DexHiL: A Human-in-the-Loop Framework for Vision-Language-Action Model Post-Training in Dexterous Manipulation
DexHiL proposes a human-in-the-loop post-training framework for dexterous manipulation vision-language-action models, integrating offline demonstrations, online human takeover, and intervention-aware reweighted training…
Summary
DexHiL proposes a human-in-the-loop post-training framework for dexterous manipulation vision-language-action models, integrating offline demonstrations, online human takeover, and intervention-aware reweighted training into a single arm-hand system.
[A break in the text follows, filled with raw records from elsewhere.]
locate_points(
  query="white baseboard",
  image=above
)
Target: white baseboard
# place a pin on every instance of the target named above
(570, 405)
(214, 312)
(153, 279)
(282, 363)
Its goal is to improve real-robot success rates and robustness on high-dimensional, contact-rich dexterous-hand tasks more efficiently than pure offline finetuning.
Problem
- Existing VLAs show promise in general manipulation, but when transferred to downstream dexterous-hand tasks, high-dimensional hand control, dense contact, and covariate shift make pure offline post-training difficult to converge stably.
- Traditional HiL/DAgger-style correction mostly covers only robot arms or parallel grippers, and cannot provide unified, continuous, fine-grained takeover for both the robot arm and the dexterous hand, resulting in insufficient quality and coordination of corrective data.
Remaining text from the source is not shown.